Katherine took my hands in hers. “I know how my life must look to you, Grandson, but all of us here live this way. I’m no different than anyone else.”

I couldn’t stop thinking about Katherine once I got home to Seattle. The days grew shorter and colder. I looked out the window of my cozy apartment and imagined my new grandmother in that tiny trailer, huddled over her smoky little stove.

“She needs to be in a place that will keep her warm,” I told Anita one night. “A place where the wind doesn’t blow through the chinks in the walls. Katherine needs a real house.”

A real house. The moment those words left my lips, I knew what I had to do.

At the end of that summer I took two weeks off and went back to Pine Ridge. Anita and a handful of friends came with me. We were going to build Katherine a house. None of us had built so much as a doghouse before, but I figured that with a simple floor plan and plenty of enthusiasm, we could get the job done.

Word got around the reservation. Dozens of Katherine’s neighbors and family members pitched in. Toward the end we worked round the clock, my car headlights trained on the site. Finally the last nail was driven. Katherine’s tribal chairman said a prayer of thanks, and there was a big celebration. It was the first time Katherine had all her relatives together since the Red Feather clan had been divided and made to live on two different reservations years back. She welcomed them all into her house, her eyes brimming with tears of joy.

Anita squeezed my hand, and I knew what we’d done here was bigger than anything I could ever hope to achieve with my business. At last I understood what Katherine meant about all of us being one family.

Back in Seattle, I tried to concentrate on my work. Katherine would be safe and warm this winter. But what about all the neighbors who’d pitched in to build Katherine’s house, only to go home to ramshackle trailers? America has about two million tribal members, and some 300,000 of them are without proper homes. What about all those people?

Building frame houses like we’d done for Katherine was impossible. Too expensive and labor-intensive. I had to come up with a design that was warm, inexpensive and easy to build. A little research and I came across straw bale houses. Built from blocks of straw covered with stucco, they’re ideal for reservations. The straw is plentiful on the Great Plains, and provides extremely effective insulation.

Getting these straw bale houses built on a large scale, though, would take organization. A huge investment of time and energy. Time and energy I wouldn’t have if I kept my day job. I sold my half of the business and started a new venture, the Red Feather Development Group, to help Native Americans get decent housing. Eventually Anita and I moved to Bozeman, Montana, in the vicinity of half a dozen reservations.

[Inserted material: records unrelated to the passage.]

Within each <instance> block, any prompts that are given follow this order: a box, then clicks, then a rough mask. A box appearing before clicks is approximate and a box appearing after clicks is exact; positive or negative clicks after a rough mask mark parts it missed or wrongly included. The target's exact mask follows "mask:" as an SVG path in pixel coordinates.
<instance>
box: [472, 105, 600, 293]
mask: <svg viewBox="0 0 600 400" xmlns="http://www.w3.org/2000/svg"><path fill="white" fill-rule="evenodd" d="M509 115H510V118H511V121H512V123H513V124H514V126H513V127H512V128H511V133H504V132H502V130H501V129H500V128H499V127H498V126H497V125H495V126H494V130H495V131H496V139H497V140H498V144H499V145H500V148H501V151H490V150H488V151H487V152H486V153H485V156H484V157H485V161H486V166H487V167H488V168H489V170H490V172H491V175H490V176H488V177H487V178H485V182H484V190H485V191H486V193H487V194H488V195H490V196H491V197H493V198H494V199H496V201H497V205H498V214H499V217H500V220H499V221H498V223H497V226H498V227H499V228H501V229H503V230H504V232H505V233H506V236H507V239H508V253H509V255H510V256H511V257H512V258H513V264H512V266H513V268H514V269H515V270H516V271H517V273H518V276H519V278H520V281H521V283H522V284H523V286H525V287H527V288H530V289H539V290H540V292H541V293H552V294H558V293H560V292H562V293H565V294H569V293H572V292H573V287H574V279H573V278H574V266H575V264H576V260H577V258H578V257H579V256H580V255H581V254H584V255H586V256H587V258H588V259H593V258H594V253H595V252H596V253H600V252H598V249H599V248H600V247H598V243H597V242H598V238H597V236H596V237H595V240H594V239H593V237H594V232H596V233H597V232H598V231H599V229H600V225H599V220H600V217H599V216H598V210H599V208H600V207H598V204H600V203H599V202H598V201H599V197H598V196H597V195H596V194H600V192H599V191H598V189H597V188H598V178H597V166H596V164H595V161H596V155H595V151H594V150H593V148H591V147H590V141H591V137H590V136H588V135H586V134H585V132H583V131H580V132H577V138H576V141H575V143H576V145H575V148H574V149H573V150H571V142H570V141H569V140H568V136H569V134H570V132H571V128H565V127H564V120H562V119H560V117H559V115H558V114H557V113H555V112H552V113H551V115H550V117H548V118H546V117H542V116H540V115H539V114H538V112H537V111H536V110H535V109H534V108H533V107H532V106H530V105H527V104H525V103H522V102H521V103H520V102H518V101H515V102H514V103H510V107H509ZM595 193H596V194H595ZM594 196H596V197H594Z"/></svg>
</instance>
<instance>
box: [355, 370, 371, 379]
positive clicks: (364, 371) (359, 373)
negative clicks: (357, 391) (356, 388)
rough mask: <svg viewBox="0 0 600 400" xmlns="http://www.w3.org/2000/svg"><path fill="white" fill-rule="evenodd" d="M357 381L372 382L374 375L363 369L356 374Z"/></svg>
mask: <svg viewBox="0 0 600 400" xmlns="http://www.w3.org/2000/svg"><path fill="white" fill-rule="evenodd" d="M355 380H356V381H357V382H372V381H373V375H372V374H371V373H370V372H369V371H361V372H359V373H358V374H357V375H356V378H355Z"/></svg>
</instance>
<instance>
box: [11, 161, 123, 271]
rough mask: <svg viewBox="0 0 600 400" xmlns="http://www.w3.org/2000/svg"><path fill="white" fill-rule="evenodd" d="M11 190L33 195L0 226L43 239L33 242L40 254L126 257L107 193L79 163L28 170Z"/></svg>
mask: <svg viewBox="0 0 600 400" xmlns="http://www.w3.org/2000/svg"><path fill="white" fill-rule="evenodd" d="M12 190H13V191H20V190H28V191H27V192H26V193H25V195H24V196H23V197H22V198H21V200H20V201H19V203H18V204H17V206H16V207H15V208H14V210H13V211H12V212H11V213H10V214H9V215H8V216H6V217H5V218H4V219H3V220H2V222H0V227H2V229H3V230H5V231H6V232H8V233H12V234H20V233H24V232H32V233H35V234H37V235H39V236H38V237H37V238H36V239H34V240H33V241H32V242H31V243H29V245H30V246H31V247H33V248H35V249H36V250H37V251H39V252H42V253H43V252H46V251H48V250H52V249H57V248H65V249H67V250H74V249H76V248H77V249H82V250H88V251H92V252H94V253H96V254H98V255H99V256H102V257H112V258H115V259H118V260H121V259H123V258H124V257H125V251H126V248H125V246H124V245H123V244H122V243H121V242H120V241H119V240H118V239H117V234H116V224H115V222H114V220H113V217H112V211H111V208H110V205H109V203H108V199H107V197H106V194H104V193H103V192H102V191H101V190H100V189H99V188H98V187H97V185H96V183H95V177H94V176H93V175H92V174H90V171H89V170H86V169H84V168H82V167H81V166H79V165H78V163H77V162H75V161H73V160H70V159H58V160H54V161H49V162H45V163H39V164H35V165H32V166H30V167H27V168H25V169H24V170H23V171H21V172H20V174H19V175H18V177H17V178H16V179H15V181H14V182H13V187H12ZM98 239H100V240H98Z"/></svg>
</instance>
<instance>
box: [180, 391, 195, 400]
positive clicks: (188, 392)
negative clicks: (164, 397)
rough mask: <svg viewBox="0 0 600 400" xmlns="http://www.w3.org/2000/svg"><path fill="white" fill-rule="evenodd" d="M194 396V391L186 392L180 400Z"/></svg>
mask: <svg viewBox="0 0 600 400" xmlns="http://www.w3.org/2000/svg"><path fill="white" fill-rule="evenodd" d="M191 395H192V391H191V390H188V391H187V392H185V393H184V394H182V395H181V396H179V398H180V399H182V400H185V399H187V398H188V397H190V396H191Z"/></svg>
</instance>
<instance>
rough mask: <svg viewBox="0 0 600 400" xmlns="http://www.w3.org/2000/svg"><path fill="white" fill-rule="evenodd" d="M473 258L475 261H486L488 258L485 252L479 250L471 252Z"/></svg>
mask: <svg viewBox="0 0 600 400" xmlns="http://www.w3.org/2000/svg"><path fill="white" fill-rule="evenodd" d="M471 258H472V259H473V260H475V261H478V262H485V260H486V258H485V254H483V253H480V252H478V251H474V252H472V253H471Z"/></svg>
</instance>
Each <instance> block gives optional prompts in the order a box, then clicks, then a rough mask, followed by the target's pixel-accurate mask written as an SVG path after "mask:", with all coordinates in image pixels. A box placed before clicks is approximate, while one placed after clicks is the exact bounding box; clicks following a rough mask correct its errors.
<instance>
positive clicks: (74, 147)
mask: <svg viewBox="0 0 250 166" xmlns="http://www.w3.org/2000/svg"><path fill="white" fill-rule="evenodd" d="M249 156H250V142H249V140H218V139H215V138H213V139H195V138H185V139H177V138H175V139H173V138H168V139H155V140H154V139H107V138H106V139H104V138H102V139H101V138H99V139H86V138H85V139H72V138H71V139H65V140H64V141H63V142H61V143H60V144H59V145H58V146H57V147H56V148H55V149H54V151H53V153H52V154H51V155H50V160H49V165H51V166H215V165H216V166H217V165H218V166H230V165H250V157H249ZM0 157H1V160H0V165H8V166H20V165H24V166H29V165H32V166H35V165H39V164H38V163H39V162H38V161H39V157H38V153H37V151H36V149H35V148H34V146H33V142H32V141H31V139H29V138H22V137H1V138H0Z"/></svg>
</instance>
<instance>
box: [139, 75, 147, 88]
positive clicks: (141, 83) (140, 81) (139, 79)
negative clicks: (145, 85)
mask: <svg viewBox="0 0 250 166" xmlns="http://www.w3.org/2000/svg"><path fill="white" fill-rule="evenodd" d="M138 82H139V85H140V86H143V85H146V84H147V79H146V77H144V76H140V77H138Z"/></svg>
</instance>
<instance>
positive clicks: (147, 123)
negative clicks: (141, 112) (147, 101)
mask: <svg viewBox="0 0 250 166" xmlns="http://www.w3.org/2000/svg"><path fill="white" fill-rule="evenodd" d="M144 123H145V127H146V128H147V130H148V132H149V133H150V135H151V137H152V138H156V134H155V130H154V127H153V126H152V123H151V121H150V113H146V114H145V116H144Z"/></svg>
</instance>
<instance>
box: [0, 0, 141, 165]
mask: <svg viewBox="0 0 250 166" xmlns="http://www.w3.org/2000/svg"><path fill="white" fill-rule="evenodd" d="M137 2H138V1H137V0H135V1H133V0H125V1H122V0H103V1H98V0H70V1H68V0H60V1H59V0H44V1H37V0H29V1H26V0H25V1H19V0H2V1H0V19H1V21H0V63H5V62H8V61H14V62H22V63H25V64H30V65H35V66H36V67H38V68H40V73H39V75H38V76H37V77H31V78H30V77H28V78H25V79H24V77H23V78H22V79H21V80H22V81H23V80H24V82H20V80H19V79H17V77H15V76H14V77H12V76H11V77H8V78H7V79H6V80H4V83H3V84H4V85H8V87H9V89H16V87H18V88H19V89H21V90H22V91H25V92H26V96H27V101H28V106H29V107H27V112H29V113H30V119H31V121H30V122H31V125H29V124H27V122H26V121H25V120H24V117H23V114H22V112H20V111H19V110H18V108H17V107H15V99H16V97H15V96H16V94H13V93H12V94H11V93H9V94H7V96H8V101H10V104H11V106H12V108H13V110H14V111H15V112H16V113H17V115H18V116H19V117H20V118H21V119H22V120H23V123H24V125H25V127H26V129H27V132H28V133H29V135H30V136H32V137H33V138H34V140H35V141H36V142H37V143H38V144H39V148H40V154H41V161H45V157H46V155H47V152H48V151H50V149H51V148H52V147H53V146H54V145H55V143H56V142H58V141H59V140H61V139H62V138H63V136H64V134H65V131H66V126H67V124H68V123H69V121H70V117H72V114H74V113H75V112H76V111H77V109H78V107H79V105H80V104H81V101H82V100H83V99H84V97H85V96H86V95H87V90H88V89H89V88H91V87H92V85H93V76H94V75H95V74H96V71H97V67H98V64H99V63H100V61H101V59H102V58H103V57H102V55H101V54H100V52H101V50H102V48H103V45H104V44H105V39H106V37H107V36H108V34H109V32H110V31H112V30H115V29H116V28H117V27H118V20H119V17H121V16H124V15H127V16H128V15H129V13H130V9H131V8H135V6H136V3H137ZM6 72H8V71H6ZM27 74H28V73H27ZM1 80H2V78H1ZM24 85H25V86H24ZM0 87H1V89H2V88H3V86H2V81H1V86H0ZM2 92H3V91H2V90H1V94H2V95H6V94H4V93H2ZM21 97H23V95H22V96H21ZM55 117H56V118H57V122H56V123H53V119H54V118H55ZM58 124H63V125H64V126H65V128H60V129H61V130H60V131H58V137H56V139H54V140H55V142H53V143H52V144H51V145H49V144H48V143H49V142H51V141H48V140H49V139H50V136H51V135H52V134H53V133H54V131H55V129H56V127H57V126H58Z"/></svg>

To think, none of this would have happened if I hadn’t seen those headlines 10 years ago. Even then I’d known someone would look after elders like my grandmother Katherine. I just never expected that person to be me. But that is how the Great Spirit works.

* * *

The House You Built

Meeting Rob Young at the 2003 Volvo for Life Awards for heroes, I knew his story would be perfect for Guideposts. But even I was surprised at the response from our readers.

“There were sacks of mail from people who’d read my story in Guideposts,” Rob told us. “The Red Feather website was swamped.”

Readers donated more than $100,000 to help build warm homes for Native Americans. They volunteered their services—plumbing, roofing, carpentry. Rob was most moved by folks who donated one dollar and said they had to give something and wished they could give more. In September 2006, readers traveled to the Hopi Reservation in Arizona, to work side by side with Rob on a house for a little boy recovering from leukemia.

“When I saw that story, I just knew I had to get involved,” they said. More volunteers came to Red Feather through Guideposts than any other source. A great example of how Guideposts is and always will be more than a magazine.